A lot of 'Angel Dust' is hjt-or-miss. 'Be Aggressive' is a punchy, anthemic groove-rocker with a kinky cheerleader chorus and chunky, bad-ass guitar work. 'Small Victory' features an absolutely beautiful melody line from gyitarist Jim Martin and wistful vocals from Mike Patton. It's a powerful gem of a rock song and, like 'Be Aggressive', one of the hits. 


The misses are painfully pointless: the Tom Waits imitation on 'RV and the ultimately mundane noisefests that drag down the last quarter of the album, 'Crack Hitler' and 'Jizzlobber'. These are tracks that go so out of their way to be weird that they lose sight of strong arrangements or texture and just wallow in their own damage. Likewise, 'Malpractice' seems like a bunch of ominous riffs thrown together for little more than shock effect. 


There's still plenty to recommend on 'Angel Dust', however, including Roddy Bottum's rich, trademark keyboards which add welcome depth even to the weaker songs. Patton continues to don multiple disguises and finds a wider range, although he sometimes goes too much off in the deep end for his own good. 

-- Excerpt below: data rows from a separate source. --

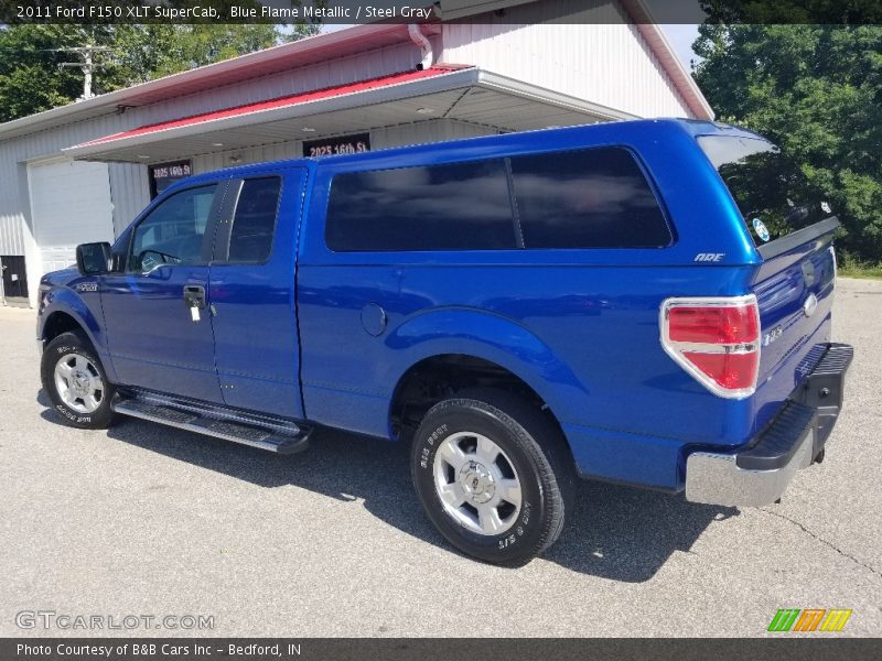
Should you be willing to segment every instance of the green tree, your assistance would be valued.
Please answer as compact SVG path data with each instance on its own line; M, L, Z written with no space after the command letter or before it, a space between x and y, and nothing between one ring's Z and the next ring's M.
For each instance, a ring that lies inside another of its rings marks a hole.
M777 143L835 206L840 249L882 261L882 26L706 23L693 48L718 119Z

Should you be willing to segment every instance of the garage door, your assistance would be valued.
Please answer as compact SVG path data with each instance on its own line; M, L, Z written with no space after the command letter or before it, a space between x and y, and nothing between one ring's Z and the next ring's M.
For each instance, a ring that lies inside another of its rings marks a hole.
M75 263L78 243L114 240L106 163L33 163L28 178L42 273Z

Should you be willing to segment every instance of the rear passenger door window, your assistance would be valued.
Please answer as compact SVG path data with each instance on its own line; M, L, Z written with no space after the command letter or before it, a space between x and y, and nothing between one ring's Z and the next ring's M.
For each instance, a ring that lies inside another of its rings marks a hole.
M525 248L670 245L665 215L626 149L514 156L510 163Z
M325 240L337 252L515 249L505 162L338 174Z
M228 262L262 263L269 259L280 192L277 176L243 182L229 234Z

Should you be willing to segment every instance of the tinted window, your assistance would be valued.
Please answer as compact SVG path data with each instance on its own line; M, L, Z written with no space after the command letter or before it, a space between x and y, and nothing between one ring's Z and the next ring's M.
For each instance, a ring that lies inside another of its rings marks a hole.
M729 187L757 245L832 214L824 196L809 186L799 169L771 142L701 136L698 144Z
M332 250L514 249L503 161L340 174L331 184Z
M215 188L212 184L181 191L150 212L135 229L129 271L207 263L202 247Z
M512 159L525 248L658 248L671 236L634 158L603 148Z
M279 177L245 180L236 203L229 258L233 262L262 262L272 249L279 210Z

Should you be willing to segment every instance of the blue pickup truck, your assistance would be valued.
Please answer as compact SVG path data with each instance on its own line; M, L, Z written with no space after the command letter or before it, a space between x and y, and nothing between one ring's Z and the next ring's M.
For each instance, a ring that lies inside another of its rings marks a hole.
M40 285L62 421L411 446L438 530L548 549L576 478L760 506L824 458L838 220L735 127L639 120L201 174Z

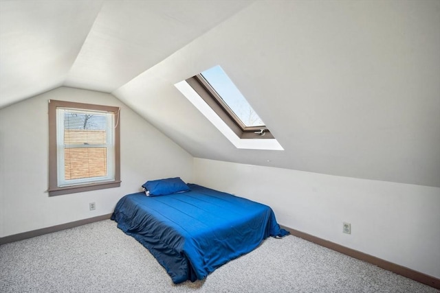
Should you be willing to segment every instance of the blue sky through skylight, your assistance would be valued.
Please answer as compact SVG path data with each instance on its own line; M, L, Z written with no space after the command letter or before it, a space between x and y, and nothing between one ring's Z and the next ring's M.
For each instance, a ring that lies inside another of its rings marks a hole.
M203 71L201 75L245 126L265 125L220 65Z

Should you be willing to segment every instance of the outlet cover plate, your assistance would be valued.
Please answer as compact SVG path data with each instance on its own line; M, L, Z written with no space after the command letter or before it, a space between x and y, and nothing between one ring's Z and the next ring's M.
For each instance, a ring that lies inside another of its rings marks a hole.
M351 224L346 223L345 222L342 223L342 232L346 234L351 234Z

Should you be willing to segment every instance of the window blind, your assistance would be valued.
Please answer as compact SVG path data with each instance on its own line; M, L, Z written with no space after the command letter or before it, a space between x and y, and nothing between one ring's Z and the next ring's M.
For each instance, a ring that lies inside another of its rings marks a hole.
M115 179L114 114L56 109L59 187Z

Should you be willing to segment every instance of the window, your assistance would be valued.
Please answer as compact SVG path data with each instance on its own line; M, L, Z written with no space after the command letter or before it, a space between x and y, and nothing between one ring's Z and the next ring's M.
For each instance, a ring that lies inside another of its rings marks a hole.
M120 186L119 108L51 100L49 195Z
M219 65L186 82L239 138L274 138L261 118Z
M219 65L175 86L236 148L284 150Z

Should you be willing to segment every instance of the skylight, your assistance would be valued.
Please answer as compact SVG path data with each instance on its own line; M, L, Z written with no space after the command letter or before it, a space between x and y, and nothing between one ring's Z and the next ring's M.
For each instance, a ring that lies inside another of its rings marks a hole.
M265 124L220 65L200 73L245 127L264 128Z
M284 150L219 65L175 86L236 148Z

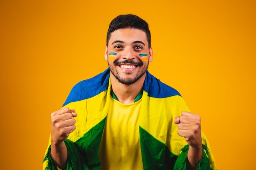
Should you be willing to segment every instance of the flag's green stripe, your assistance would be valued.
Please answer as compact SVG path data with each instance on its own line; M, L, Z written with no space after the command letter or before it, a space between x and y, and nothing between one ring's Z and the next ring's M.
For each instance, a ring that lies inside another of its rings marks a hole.
M139 127L141 150L144 170L173 169L177 156L164 144Z
M98 156L106 117L75 142L81 152L81 160L85 160L90 169L97 169L101 163Z

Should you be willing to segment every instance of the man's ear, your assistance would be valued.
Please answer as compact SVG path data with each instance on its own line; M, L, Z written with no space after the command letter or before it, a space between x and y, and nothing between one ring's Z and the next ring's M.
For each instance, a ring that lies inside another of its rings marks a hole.
M149 56L148 56L148 61L151 62L153 61L153 49L151 47L149 49Z
M104 55L105 56L105 60L108 61L108 46L107 45L105 46L105 55Z

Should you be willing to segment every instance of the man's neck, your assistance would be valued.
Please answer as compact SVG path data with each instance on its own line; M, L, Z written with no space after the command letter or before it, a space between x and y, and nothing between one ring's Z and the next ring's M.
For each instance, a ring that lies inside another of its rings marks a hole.
M146 74L137 82L130 85L125 85L119 82L110 74L111 87L117 100L123 104L133 103L143 87Z

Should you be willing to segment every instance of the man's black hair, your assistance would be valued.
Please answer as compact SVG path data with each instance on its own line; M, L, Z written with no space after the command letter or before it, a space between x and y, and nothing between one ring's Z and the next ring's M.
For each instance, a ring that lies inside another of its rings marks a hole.
M116 17L109 24L107 34L107 46L111 33L119 29L133 28L141 30L146 34L148 43L148 48L151 47L151 35L148 24L145 20L135 15L121 15Z

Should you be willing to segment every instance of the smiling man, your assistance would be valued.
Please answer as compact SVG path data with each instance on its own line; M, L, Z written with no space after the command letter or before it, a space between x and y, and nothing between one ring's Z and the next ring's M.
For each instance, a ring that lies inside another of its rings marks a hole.
M216 169L200 117L147 71L150 41L136 15L111 22L109 68L76 84L51 114L44 170Z

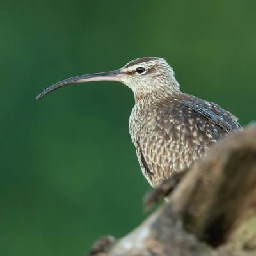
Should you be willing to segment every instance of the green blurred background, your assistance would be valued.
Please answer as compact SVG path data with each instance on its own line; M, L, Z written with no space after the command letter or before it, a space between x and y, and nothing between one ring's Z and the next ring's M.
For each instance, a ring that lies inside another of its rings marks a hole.
M255 1L1 1L1 255L83 255L143 218L149 189L115 82L42 88L162 56L184 92L255 118Z

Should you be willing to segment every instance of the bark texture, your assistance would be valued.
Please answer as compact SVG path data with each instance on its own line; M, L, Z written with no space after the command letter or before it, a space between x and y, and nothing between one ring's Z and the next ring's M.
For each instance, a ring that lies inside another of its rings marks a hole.
M256 125L217 143L168 202L107 248L90 255L256 255Z

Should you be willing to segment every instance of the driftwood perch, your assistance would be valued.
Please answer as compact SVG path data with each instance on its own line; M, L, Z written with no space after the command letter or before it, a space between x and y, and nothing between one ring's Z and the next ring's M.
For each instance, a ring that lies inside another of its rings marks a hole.
M168 200L134 230L90 255L256 255L256 125L217 143Z

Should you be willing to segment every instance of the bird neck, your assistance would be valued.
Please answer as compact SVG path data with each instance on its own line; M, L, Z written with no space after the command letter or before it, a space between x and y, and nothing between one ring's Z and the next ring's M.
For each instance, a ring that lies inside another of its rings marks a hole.
M134 100L136 103L141 101L156 103L180 93L182 93L180 90L178 82L175 81L172 81L171 84L167 86L139 88L134 92Z

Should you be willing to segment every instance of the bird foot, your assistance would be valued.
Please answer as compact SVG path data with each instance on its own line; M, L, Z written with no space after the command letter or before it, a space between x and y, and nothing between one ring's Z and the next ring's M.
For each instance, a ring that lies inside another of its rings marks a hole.
M166 197L174 190L182 179L186 171L174 173L168 180L164 180L159 187L150 190L144 196L143 204L146 211L149 210L156 203Z

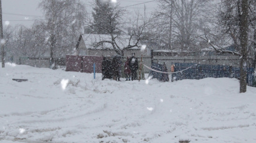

In fact, the individual musicians all deliver stand-out performances. Faith No More must be applauded for being one of the most innovative rock bands of the past decade, and for their unrelenting quest to be as diverse and unique as possible. They also deserve kudos for not taking the easy way out this time by knocking off another 'Epic'. Nevertheless, even the groundbreakers hit rough spots. This is just one that Faith No More will doubtless overcome.